On substance, the judgment replaces the amorphous “inordinate and inexcusable delay” plus “balance of justice” test with a calibrated approach:
- Up to 2 years’ inactivity: proceedings should not be struck out except for abuse of process or prejudice so serious as to render fair trial impossible (O’Domhnaill jurisdiction).
- 2–4 years’ inactivity: dismissal becomes available absent specific additional prejudice—but refusal to dismiss must be accompanied by strict case-management directions.
- 4–5 years’ inactivity: prima facie dismissal unless the plaintiff shows compelling reasons to proceed (e.g. documentary evidence, witness availability, strong public‐law interest).
- Over 5 years’ inactivity: broad power to dismiss unless exceptional justice demands continuation (e.g. severe plaintiff disadvantage, extraordinary public interest, defendant misconduct).
3.3 Impact
The new framework will likely:
- Streamline interlocutory applications under Primor and Rule 11, reducing costs and court time.
- Provide litigants clearer guidance on the consequences of delay and incentives for active case management.
- Encourage amendment of the Rules of the Superior Courts to codify the thresholds and provenance of the power to strike out.
- Reduce unpredictability and appeals by narrowing the areas of discretionary judgment.
- Preserve fairness to both plaintiffs (by requiring strong justification for very stale claims) and defendants (by curtailing open‐ended exposure to litigation).
4. Complex Concepts Simplified
- Inherent Jurisdiction
- The court’s background power to regulate its own procedures and ensure justice is done, independent of specific statutory rules.
- Order 122, Rule 11
- A procedural rule allowing dismissal of actions for want of prosecution if there is over two years of inactivity on the record.
- Inordinate and Inexcusable Delay
- Delay that is both excessive and unjustified, typically measured against standards of reasonable expedition in civil litigation.
- Abuse of Process
- When a plaintiff uses court procedures for an improper purpose or in a manner that offends justice, warranting dismissal irrespective of delay.

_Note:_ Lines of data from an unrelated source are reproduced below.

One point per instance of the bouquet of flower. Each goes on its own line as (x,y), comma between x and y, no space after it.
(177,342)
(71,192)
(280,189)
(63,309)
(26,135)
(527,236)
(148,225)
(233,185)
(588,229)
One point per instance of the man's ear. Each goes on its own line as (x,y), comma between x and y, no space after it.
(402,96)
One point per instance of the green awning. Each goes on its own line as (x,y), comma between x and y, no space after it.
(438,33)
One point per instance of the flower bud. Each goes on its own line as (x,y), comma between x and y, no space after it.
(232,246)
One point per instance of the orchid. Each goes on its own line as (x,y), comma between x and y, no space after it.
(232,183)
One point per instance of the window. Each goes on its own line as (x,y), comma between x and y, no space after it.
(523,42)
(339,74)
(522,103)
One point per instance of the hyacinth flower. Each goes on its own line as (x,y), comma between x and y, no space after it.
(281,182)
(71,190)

- O’Domhnaill v Merrick Test
- A threshold for dismissal where a fair trial has become impossible or where continued proceedings would constitute an abuse of process.
5. Conclusion
Kirwan v Connors & Ors marks a turning point in Irish civil procedure. The Supreme Court has distilled decades of Primor jurisprudence into a pragmatic, tiered approach that emphasizes the inherent prejudice of delay, sets clear inactivity thresholds, and balances the rights of plaintiffs and defendants.
Key takeaways:
- Delay itself is harmful; passage of time deserves greater weight in dismissal decisions.
- A structured two-year, four-year and five-year threshold model promotes consistency and case-management efficiency.
- Inherent jurisdiction and Order 122, Rule 11 coexist in authorizing dismissals for want of prosecution.
- Courts should draft stricter, outcome-oriented case management directions when refusing dismissal in borderline cases.
- Legislative reform of the Rules of the Superior Courts is desirable to enshrine these principles.
By clarifying both source and substance of the power to strike out, this judgment ensures that stale claims will no longer linger indefinitely, thereby safeguarding the timely administration of justice in Ireland.